評判もいいのに視聴率がいまいちなのはなぜ?みたいな記事もみますが、やっぱり政治がテーマというだけで見ない判断をする人が多いのでしょう。
残念。
1話、スナックママを都知事候補に担ぎ上げるというのでコメディなのかと思って見始めたら本気の選挙ドラマで驚いたけど、でもそれが面白くて毎週釘づけでした。
毎回あれこれ思って感想を書きかけてまとめきれず次の回が来てしまう、を繰り返してついに明日は最終回。
あああ、あれもこれも言いたかったのに…。
なんといっても茉莉が理想を言って「きれいごとですけど」という自虐に対して、あかりが「きれいごとじゃないよ、きれいなことだよ」というのが、このドラマの根本だと思う。
「戦争反対」とSNSに書いた人が「お花畑」とボコボコにされる、冷笑するのが世の中わかってる大人じゃーんって今のスタンスにクッソ腹立っていたので、この言葉は本当に沁みた。
それこそそうやって叩くヤツこそ、自分の上には絶対に戦争は降りかからないと思っているお花畑だと思ってるし、誰かが「キレイなこと」を目指して本気で動いているから、なんとか世の中は成り立っているのだから。
あかりが本当に真っ当なことを言い続け、茉莉がそれに気づいてひっぱりだし、五十嵐や蛍やいろんな人がその真っ当さに惹かれていく様が泣きそうなくらい納得がいくのだ。
そして、都知事候補としての3人がまたそれぞれにしっかりと候補として覚醒していって、もう誰がなっても納得がいくのが素晴らしい。
わかりやすい敵をわかりやすく落とすという、単純な物語にはしないというのがいい。
それにしても、当初は「なぜ都知事?」と思ったのです。
長いこと都民をやっているので、結局壮大な人気投票で知名度こそ最強!なのをずっと見てきた。
あかりのような「泡沫候補」はテレビにすら映らないし、当選の可能性はゼロ。
それを当選させてしまえば、せっかくの政治ドラマにリアリティーが無くなってしまう。
これが、区長とか、まだ区議とかならど新人の当選もありうるのになぁと。
でも、ここまで見てきて、もしかしたらあかりが当選するのかも、という夢が見れる気がしてきた。というより当選して欲しい、と思うようになってきた。
それだけ、このドラマがきっちりとリアルな世界を作り上げているんですよね。
このドラマで知った、例えば選挙の手続き的なこととかは普通に面白かったし。
例えば、驚いたのは都の非課税世帯が24%もいること。
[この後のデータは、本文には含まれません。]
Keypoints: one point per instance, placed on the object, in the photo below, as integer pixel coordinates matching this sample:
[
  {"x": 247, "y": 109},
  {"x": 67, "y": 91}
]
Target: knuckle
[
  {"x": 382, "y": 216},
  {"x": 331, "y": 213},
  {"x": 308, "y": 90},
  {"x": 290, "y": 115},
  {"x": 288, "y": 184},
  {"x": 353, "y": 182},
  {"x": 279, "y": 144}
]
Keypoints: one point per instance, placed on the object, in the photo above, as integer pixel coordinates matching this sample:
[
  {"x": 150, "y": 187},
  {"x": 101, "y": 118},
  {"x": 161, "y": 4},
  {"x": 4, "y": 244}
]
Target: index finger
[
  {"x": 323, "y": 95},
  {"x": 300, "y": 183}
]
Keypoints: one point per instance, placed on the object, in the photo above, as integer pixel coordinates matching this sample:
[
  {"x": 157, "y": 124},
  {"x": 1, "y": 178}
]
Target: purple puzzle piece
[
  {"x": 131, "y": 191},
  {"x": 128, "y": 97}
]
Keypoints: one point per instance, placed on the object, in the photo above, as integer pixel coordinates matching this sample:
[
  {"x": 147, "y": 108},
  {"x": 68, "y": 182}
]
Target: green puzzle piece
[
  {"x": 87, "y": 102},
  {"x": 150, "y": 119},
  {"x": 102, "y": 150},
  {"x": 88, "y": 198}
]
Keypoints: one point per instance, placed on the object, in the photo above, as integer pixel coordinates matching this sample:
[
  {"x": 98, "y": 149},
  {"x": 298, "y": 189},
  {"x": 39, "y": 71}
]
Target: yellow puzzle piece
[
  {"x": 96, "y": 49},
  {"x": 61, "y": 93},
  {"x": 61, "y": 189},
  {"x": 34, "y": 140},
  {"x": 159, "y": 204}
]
そんなにかー、と。
貧困対策は票にならないから触れないということだったけど、こんなに非課税世帯があるのに他人事なのも恐ろしい。
以前何かで、今の一流大学出て大手企業に勤めてる若者には自民支持が多いというのを見た。
そもそも今の生活に満足してるから現政権を支持するのだけど、その今の満足な生活は裕福な家庭に生まれたからということが本人達にはわかっていない。
もちろん自分で努力したのはあるけれど、生まれでスタートラインが違うことには気がつかない。
逆に貧困家庭の子供は、選挙に行く、ということを考える余裕すらないのだよね。
そういうことをきちんと考える、そういうあかりのような事を言っている政治家なんて誰がいただろうか?
上に行くのは世襲ばかりの時代に、貧困対策など望めない。
おそらく、あかりのような事を考えて選挙に出た人はいたのだろうけど、現実は厳しいのだ。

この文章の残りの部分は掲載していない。